3.1.1. Synthesis of [Ni(3-CNpy)2(H2O)4]ADS·2.75H2O (1)

Firstly, Ni(CH3COO)2·4H2O (0.248 g, 1 mmol) and 3-CNpy (0.208 g, 2 mmol) were mixed in 10 mL of de-ionized water and stirred mechanically at room temperature for two hours. Then, 0.412 g of Na2-ADS (1 mmol) was added to the reaction mixture with continuous stirring for another hour (Scheme 1). Then, the resulting solution was kept unperturbed for slow evaporation in cooling conditions (2–4 °C) for crystallization. After a few weeks, blue block shaped single crystals suitable for X-ray crystallographic analyses were obtained. The yield was 0.641 (84%). The anal. Calcd. For C26H27.5N4NiO14.75S2 was as follows: C, 41.12%; H, 3.72%; N, 7.38%.The found percentages were C, 41.02%; H, 3.60%; N, 7.32%. The IR spectral data (KBr disc, cm−1) were as follows: 3426(br), 2240(s), 1692(s), 1603(s), 1577(s), 1481(m), 1418(s), 1315(s), 1271(s), 1207(s), 1042(s), 971(s), 824(s), 729(s), 614(s) (s, strong; m, medium; w, weak; br, broad; sh, shoulder).

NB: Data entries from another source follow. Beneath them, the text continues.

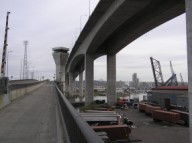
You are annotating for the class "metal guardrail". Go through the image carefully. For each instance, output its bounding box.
[54,84,104,143]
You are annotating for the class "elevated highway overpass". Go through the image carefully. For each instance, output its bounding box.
[65,0,192,140]
[66,0,188,105]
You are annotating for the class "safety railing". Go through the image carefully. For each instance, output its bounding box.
[55,84,104,143]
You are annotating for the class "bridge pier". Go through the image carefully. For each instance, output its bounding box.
[53,47,69,90]
[107,54,116,105]
[73,76,76,93]
[69,72,74,96]
[79,72,83,97]
[65,75,69,93]
[185,0,192,143]
[85,54,94,105]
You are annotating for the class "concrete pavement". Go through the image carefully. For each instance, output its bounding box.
[0,83,57,143]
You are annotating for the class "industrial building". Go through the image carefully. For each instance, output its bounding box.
[147,86,189,109]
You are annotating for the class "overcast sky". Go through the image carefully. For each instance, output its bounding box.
[0,0,187,81]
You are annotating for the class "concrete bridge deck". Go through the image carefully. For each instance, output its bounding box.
[0,83,57,143]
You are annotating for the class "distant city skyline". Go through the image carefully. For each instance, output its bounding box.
[0,0,187,82]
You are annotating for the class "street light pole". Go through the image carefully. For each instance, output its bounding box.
[89,0,90,17]
[7,51,13,77]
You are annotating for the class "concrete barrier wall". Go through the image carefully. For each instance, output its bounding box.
[0,81,47,109]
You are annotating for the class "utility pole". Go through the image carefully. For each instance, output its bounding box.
[23,41,28,79]
[1,11,10,77]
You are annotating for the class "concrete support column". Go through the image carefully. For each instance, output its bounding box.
[69,73,73,96]
[185,0,192,143]
[107,55,116,105]
[79,72,83,97]
[73,77,76,93]
[65,75,69,93]
[53,47,69,91]
[85,54,94,105]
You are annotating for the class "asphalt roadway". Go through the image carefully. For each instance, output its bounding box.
[0,83,57,143]
[117,109,189,143]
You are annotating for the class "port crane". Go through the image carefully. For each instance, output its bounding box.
[0,11,10,94]
[180,73,185,85]
[150,57,178,87]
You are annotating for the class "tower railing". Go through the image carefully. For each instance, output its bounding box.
[54,83,104,143]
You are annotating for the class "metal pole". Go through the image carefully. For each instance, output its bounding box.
[7,51,12,77]
[89,0,90,17]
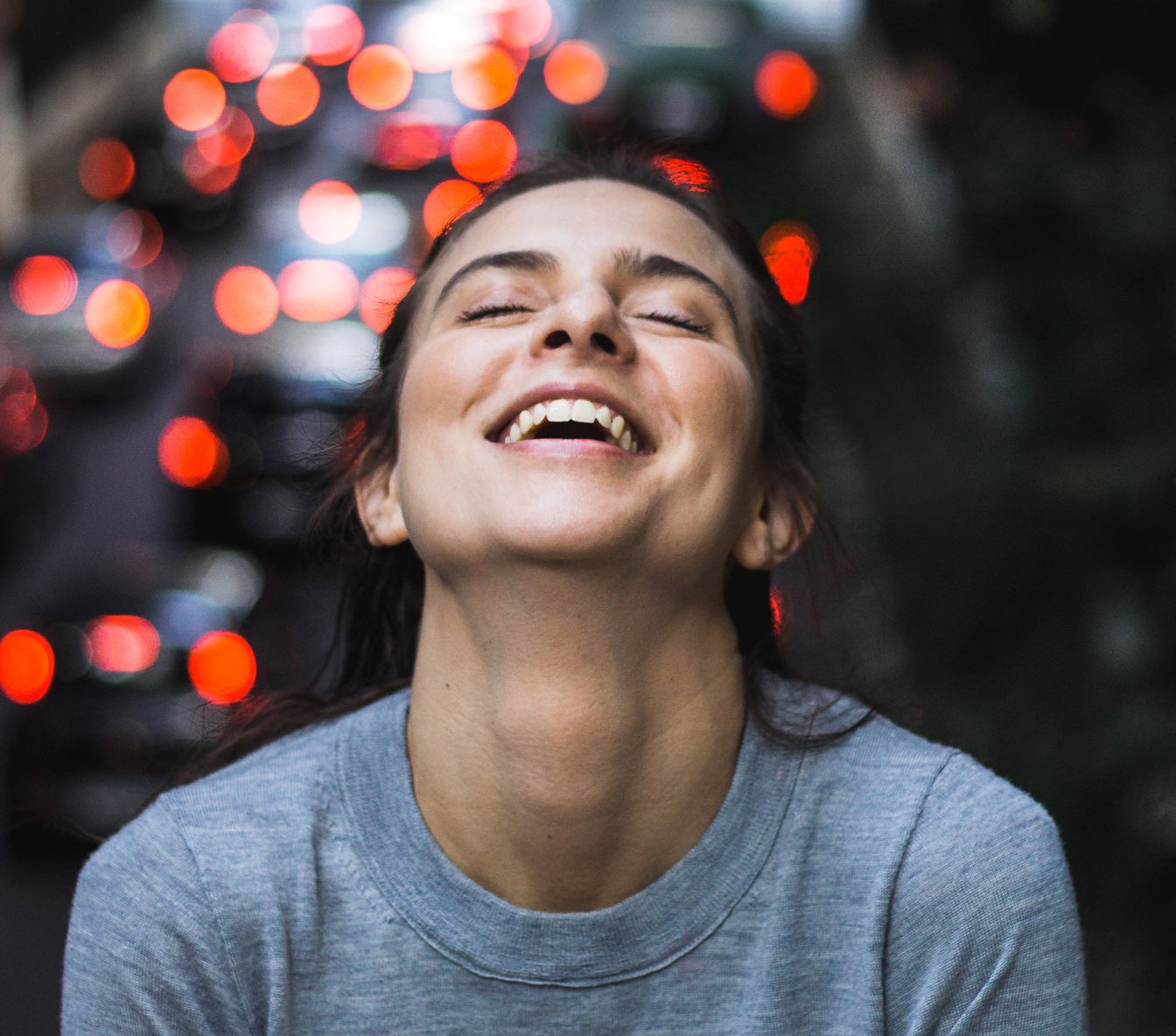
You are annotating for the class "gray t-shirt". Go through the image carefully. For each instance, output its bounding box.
[62,683,1086,1036]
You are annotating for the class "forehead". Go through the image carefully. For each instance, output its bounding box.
[433,180,743,300]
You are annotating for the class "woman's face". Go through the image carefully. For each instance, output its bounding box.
[378,180,762,581]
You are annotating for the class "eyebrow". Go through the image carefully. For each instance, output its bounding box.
[612,248,738,332]
[438,248,738,331]
[434,250,560,304]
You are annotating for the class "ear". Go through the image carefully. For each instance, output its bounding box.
[732,480,816,571]
[355,465,408,547]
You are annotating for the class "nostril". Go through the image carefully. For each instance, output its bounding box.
[592,332,616,356]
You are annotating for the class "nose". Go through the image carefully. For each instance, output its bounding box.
[533,284,635,362]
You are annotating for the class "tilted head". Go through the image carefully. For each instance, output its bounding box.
[317,147,818,688]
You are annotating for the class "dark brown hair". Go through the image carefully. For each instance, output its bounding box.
[184,143,864,779]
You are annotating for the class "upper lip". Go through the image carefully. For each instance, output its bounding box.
[486,381,654,452]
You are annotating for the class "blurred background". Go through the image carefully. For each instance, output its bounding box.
[0,0,1176,1036]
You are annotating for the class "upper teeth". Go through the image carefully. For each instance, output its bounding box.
[503,399,640,452]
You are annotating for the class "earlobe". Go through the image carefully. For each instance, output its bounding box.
[732,485,813,571]
[355,465,408,547]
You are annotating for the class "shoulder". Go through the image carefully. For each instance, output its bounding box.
[771,696,1086,1036]
[80,696,396,888]
[773,682,1052,837]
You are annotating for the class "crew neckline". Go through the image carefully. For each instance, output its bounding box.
[335,688,800,987]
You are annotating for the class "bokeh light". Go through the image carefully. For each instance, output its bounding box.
[180,140,242,194]
[422,180,482,237]
[206,8,280,82]
[8,256,78,317]
[370,112,444,170]
[0,367,49,455]
[164,68,226,133]
[298,180,363,245]
[85,280,150,349]
[654,155,715,194]
[86,615,160,673]
[302,4,363,65]
[755,51,817,119]
[0,629,54,705]
[196,105,256,165]
[360,266,415,334]
[396,4,485,73]
[157,416,229,489]
[346,44,413,112]
[277,259,360,324]
[78,136,136,201]
[452,44,519,112]
[543,40,608,105]
[188,629,257,705]
[449,119,519,184]
[490,0,551,47]
[257,61,322,126]
[213,266,277,334]
[106,208,164,270]
[760,221,818,305]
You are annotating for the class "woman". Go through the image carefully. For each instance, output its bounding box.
[64,158,1084,1036]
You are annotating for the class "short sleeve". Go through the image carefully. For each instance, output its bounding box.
[61,803,250,1036]
[886,753,1087,1036]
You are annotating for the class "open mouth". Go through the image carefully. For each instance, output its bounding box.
[498,399,645,454]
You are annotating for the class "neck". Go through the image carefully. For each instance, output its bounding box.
[408,568,743,912]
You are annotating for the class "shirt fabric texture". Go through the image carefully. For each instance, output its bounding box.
[62,681,1086,1036]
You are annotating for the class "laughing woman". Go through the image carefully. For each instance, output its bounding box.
[64,149,1084,1036]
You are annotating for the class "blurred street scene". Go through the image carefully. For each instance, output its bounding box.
[0,0,1176,1036]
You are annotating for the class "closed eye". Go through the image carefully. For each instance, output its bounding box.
[458,304,531,324]
[640,309,710,334]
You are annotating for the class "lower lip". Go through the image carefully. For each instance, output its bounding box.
[495,438,640,458]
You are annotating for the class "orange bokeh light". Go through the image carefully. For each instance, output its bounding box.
[213,266,277,334]
[277,259,360,324]
[452,44,519,112]
[206,10,279,82]
[106,208,164,270]
[196,106,254,165]
[298,180,363,245]
[0,629,52,705]
[157,417,228,489]
[86,615,160,673]
[422,180,482,237]
[543,40,608,105]
[360,266,416,334]
[164,68,225,133]
[346,44,413,112]
[490,0,551,47]
[188,629,257,705]
[372,112,444,170]
[449,119,519,184]
[180,140,242,194]
[257,61,322,126]
[755,51,818,119]
[8,256,78,317]
[302,4,363,65]
[760,222,818,305]
[85,280,150,349]
[78,136,136,201]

3.1.2. Synthesis of [Co(3-CNpy)2(H2O)4] (4-ClbzSO3)2 (2)

The mixture of Co(CH3COO)2·4H2O (0.249 g, 1 mmol) and 3-CNpy (0.192 g, 2 mmol) was dissolved in 10 mL of de-ionized water and stirred mechanically at room temperature for two hours. After two hours, Na-4-ClbzSO3 (0.428 g, 2 mmol) was added to the resulting solution with stirring for another hour (Scheme 1). Then, the solution was left to evaporate slowly in a refrigerator at a temperature below 4 °C for crystallization. Red block shaped crystals suitable for single crystal X-ray diffraction were obtained by the slow evaporation of the mother liquor after several days. The yield was 0.609 g (84%). The anal. calcd. for C24H24N4O10S2Cl2Co was as follows: C, 39.90%; H, 3.35%; N, 7.76%; the found percentages were C, 39.85%; H, 3.25%; N, 7.69%. The IR spectral data (KBr disc, cm−1) were as follows: 3400(br), 3260(sh), 2233(s), 1909(m), 1685(s), 1609(s), 1488(s), 1418(s), 1195(s), 1124(s), 1092(s), 1035(s), 1003(s), 927(s), 824(s), 761(m), 646(s) (s, strong; m, medium; w, weak; br, broad; sh, shoulder).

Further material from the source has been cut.